The Law of Email Service
Effective on July 1st 2017, email service is required and the death bell has rung for service by fax. Faxing documents is no longer the proper method for serving them. In addition, attorneys must now include an email address when they themselves can be served with documents on all their pleadings and court appearances.
Illinois Supreme Court Rule 11 has been revise to mandate email service of documents that are filed with the Court. Facsimile service is now completely eliminated.
According to new Rule 11(c), documents must be served via email unless exceptions apply. They may be attached to the email, or a link in the body of the email can be included that allows the recipient to download the documents from a service provider. If however, the email is rejected or returned as undeliverable, then the party sending the documents must ensure that the documents are actually delivered by other means.
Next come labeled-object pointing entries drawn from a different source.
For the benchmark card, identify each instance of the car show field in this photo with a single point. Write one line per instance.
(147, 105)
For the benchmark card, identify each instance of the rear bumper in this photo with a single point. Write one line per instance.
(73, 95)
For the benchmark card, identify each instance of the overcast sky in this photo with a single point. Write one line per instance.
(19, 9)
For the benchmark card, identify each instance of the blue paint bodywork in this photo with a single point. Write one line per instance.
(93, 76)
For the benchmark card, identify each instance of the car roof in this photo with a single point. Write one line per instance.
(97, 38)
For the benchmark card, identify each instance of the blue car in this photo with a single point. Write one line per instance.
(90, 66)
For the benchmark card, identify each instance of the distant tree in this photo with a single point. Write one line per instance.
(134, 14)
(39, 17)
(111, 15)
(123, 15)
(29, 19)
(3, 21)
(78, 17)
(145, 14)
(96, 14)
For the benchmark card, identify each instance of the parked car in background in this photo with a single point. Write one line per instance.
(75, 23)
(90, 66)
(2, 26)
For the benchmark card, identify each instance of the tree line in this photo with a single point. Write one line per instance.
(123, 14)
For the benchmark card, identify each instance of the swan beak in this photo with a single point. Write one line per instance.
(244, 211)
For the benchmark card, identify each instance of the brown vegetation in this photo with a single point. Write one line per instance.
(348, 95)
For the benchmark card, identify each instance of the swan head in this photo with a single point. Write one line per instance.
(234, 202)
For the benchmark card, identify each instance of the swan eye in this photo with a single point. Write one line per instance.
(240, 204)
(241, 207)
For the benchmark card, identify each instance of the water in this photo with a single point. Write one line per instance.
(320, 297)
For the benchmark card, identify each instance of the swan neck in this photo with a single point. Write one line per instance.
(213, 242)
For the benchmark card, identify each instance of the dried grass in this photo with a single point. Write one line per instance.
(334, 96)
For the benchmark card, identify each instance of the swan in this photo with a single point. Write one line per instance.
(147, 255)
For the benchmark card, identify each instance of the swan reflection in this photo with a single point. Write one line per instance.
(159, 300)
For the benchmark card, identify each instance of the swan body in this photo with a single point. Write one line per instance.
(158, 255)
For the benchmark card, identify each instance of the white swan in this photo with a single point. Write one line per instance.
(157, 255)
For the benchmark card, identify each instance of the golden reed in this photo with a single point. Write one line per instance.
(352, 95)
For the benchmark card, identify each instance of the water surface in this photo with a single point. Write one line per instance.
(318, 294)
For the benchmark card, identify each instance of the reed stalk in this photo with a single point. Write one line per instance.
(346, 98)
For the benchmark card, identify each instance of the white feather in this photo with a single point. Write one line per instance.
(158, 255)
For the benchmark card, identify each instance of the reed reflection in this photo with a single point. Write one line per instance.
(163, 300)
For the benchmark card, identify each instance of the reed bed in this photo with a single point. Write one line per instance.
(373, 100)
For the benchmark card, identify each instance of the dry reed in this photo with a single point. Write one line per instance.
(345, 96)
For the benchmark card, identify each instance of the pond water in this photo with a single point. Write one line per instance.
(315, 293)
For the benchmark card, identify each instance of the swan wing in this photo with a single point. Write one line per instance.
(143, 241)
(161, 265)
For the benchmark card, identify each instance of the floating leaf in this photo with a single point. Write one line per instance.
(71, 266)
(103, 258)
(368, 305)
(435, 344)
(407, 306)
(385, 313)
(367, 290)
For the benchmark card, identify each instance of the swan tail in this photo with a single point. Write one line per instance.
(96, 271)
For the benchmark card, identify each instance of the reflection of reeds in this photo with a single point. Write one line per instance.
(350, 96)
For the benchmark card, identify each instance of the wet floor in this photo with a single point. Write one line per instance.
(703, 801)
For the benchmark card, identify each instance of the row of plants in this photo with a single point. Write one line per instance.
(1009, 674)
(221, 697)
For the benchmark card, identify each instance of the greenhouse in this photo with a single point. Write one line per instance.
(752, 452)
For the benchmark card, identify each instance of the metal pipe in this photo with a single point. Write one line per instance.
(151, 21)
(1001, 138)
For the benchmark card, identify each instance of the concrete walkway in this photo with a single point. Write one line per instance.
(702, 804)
One major question raised concerning the new revised rule is about how specific discovery issues should be handled. Most document production is voluminous, while others involve information that may only be viewable with proprietary software, such as MRI’s or surveillance video. While the revised rule does allow for other types of service under “extraordinary circumstances” it does not define them. This could simply mean that if a document is found to be impossible to email, it triggers these other methods of service. Alternatively, because the rule specifically applies to those documents filed with the court, it may not even apply to discovery whatsoever.
Certificates of Service should be revised to ensure they indicate email service. Make certain to archive your emails, they can be a valuable resource as to proof of service.